CUSTOMER REVIEWS (Average Customer Rating: 4.5 based on 43 reviews)

Engines of nanotechnology by Mitzi Hass Wakamatsu (Brazil) 5 Stars
May 21, 2008
I was actually expecting that this book would fulfill my expectations, on account of a large number of citations I've seen. It's absolutely prerequisite lecture to anyone who's interested in the nano perspectives.

Watershed book on the transhumanist movement by Brian Wright (Merrimack, NH USA) 4 Stars
November 20, 2007
Engines of Creation describes the foundations of and the issues surrounding humankind's increasing potential for building molecular machines. (Indeed as we stand here on the verge of 2008, notable accomplishments in nanotechnology continue to be made.) Drexler's "starter kit" comprises what he calls "universal assemblers," which are nanomachines designed for a simple task, such as replacing defective genetic links with healthful ones or bonding one cellular structure to another. ...I'm impressed with what the author and his peers have deeply pondered on preventing nanotechnological disasters, either from accident or from conscious intention of some malefactor. When one realizes a technology that can terraform planets can also readily destroy them... and us, one becomes a bit careful in how the technology is handled. The entire Part 3 of Drexler's book, "Engines of Destruction," is devoted to this issue. ... For my complete review of this book and for other book and movie reviews, please visit my site [...] Brian Wright Copyright 2007

Nano Technology by Paul R. Nelson (Bloomingdale, NJ USA) 5 Stars
March 21, 2007
This book was ordered as a gift. I bought the book years ago and was so impressed with it I've purchased several as gifts.

too bad it's all balderdash by G. Gonzalez (USA) 1 Stars
January 21, 2007
It's been twenty years. Over 50 million bucks have been spent on Nanotechnology, and not a single useful thing has come of it. Drexler writes really gee-whizzy stuff, but he's basically selling snake oil. Anybody with the basic clue about the law of scale can see most of the nanotech concepts are basically impossible. Meachnical devices can't be scaled down much below the millimeter level-- the basic laws of scale, friction, surface tension, charge, and materials disallows it. So Nanotech guys make microscopic "gears", but no shafts. Shafts, but no gears. "Motors" that can't turn anything. A 5x5 atomic checkerboard, a factor of 100 billion too small to be useful. And so on, and so forth. It's a clever book, but basically intellectually dishonest. Drexler went on to raise $20 million in venture capital and blew it all. That should give one pause when compared to the "limitless horizons" extolled in this book.

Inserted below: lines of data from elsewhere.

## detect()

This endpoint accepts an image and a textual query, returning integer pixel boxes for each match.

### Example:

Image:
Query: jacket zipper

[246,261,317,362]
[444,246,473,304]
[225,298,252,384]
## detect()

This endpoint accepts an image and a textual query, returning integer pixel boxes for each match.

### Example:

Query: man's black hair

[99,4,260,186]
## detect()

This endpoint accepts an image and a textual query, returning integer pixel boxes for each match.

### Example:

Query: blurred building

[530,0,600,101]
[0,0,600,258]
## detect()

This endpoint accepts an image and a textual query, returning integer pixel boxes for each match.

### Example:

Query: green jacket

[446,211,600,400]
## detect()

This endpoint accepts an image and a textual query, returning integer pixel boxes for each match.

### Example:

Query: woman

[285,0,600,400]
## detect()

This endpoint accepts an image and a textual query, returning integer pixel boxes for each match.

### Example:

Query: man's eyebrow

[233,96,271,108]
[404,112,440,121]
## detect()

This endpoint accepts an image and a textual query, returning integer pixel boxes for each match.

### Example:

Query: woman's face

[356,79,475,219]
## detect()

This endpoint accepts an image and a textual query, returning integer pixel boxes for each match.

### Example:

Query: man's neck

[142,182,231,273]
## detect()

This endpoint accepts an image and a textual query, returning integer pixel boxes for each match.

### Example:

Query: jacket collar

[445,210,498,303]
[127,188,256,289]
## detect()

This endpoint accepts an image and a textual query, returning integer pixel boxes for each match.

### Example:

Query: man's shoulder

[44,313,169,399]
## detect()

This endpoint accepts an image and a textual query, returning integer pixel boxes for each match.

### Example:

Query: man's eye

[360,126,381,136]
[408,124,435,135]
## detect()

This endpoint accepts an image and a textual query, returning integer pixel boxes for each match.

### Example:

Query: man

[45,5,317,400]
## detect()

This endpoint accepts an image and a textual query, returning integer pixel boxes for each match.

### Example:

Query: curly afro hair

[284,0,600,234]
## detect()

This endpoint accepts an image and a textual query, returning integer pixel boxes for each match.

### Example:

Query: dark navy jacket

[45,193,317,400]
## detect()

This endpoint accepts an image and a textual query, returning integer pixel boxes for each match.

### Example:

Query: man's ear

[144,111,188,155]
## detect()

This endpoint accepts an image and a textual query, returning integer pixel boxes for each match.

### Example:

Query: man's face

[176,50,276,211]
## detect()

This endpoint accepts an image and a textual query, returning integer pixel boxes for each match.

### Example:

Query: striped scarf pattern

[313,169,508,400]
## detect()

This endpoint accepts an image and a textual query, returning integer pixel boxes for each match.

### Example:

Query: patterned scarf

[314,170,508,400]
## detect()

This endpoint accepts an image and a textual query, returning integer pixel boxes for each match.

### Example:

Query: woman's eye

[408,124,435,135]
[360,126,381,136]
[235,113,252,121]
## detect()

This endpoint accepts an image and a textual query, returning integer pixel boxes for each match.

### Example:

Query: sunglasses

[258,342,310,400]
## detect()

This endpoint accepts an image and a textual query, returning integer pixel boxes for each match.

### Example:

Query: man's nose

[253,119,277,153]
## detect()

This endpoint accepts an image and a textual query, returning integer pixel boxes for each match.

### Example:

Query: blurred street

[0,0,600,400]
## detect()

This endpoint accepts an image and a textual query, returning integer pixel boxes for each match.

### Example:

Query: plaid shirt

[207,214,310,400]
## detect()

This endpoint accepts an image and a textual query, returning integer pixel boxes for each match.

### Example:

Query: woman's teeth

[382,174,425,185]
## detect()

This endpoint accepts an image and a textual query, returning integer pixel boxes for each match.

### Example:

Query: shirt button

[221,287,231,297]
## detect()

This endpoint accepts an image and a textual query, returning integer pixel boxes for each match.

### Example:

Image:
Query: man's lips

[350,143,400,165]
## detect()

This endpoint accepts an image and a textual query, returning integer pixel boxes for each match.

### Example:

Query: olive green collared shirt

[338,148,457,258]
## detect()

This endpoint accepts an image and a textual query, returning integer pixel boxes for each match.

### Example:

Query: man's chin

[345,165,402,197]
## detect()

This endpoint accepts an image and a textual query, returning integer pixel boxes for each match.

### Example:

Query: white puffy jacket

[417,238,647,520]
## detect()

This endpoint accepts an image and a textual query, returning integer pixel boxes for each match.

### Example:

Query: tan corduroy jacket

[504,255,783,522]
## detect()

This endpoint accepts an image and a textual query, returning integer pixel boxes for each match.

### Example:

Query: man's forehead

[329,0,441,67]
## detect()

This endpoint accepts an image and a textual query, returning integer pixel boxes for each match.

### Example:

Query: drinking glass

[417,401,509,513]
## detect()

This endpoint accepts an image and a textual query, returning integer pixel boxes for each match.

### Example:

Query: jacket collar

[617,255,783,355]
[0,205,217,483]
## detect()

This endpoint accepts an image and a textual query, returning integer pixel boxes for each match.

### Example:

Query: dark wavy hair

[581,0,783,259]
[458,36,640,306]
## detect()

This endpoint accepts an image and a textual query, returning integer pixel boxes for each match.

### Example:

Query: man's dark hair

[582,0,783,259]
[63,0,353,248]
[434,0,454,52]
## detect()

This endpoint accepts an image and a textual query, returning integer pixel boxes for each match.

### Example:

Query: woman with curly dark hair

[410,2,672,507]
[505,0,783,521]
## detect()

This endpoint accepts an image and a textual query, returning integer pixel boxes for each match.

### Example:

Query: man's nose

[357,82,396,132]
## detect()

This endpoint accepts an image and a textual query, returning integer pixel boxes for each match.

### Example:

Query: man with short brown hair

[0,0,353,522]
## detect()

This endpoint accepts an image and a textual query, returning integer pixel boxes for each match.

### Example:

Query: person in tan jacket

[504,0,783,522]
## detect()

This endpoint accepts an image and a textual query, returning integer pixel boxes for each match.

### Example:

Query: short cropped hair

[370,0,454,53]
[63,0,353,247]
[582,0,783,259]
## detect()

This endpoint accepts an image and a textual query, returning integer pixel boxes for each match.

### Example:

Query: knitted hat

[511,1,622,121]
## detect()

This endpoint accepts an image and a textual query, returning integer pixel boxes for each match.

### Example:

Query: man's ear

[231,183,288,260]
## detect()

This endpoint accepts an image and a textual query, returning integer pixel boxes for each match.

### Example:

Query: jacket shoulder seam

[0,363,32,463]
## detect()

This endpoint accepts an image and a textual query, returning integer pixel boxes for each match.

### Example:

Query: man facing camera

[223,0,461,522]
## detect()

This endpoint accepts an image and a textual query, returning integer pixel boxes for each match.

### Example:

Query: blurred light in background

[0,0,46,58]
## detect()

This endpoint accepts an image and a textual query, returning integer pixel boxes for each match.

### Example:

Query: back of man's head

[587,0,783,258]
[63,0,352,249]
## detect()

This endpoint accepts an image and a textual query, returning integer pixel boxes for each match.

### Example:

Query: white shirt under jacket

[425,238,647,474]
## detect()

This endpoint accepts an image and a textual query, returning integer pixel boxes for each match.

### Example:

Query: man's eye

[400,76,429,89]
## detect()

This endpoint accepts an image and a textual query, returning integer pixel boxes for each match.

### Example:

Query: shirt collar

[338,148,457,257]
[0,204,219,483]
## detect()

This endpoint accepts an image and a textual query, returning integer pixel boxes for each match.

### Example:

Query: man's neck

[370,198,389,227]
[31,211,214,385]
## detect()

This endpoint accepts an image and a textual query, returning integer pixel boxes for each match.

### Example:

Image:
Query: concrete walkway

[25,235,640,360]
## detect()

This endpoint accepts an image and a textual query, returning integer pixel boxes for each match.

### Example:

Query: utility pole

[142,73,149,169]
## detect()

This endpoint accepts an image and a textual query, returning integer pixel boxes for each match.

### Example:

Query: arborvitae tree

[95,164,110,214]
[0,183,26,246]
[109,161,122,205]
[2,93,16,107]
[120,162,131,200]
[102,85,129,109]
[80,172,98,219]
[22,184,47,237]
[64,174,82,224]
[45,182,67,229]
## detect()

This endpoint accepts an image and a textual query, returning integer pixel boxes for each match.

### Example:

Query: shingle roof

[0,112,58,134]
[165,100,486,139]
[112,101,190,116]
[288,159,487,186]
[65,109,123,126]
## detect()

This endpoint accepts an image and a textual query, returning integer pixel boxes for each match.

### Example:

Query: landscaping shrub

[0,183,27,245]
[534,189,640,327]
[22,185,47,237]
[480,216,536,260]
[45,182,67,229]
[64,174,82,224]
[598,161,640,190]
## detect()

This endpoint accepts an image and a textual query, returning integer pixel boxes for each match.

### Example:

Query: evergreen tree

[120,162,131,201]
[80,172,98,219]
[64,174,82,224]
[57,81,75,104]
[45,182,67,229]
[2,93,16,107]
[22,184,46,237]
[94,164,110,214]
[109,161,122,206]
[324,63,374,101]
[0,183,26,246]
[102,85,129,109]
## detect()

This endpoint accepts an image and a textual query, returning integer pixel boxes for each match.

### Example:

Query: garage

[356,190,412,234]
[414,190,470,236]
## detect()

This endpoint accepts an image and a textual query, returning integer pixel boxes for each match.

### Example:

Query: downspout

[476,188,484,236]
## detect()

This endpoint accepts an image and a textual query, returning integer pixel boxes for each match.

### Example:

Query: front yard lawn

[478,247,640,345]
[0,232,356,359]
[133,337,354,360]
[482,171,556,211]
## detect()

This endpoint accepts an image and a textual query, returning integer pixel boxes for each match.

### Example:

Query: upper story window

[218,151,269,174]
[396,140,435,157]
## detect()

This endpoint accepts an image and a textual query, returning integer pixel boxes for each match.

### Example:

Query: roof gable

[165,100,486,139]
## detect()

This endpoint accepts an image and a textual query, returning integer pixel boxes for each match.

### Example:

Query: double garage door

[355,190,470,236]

Definitely a provocative read! by Green Wizard (Liberated Appalachia) 5 Stars
December 10, 2006
I read this book a number of years ago, and it still has a special place in my canon of books on technology and humanity. This is an engaging and lucid look at the future potential, and dangers, of miniturization, nano-scale physics and science meeting together in the form of nanotechnology. The ideas of molecular construction and deconstruction are truly intriguing and scary. Imagine being disassembled molecule by molecule by a nanoconstructor. Or, the idea of creating a crystal rocket out of pure atoms. This book is full of ideas and potentiality, and the ethical questions are perhaps just the tip of this literary iceberg. A great read for anyone interested in future technology and how science and technology are fusing on the cutting edge of reality. You don't need to be a quantum physicist or even a PhD to enojy this book. I read it as an undergrad in college and had a good time with it. It even inspired a sci-fi/fantasy book still in progress.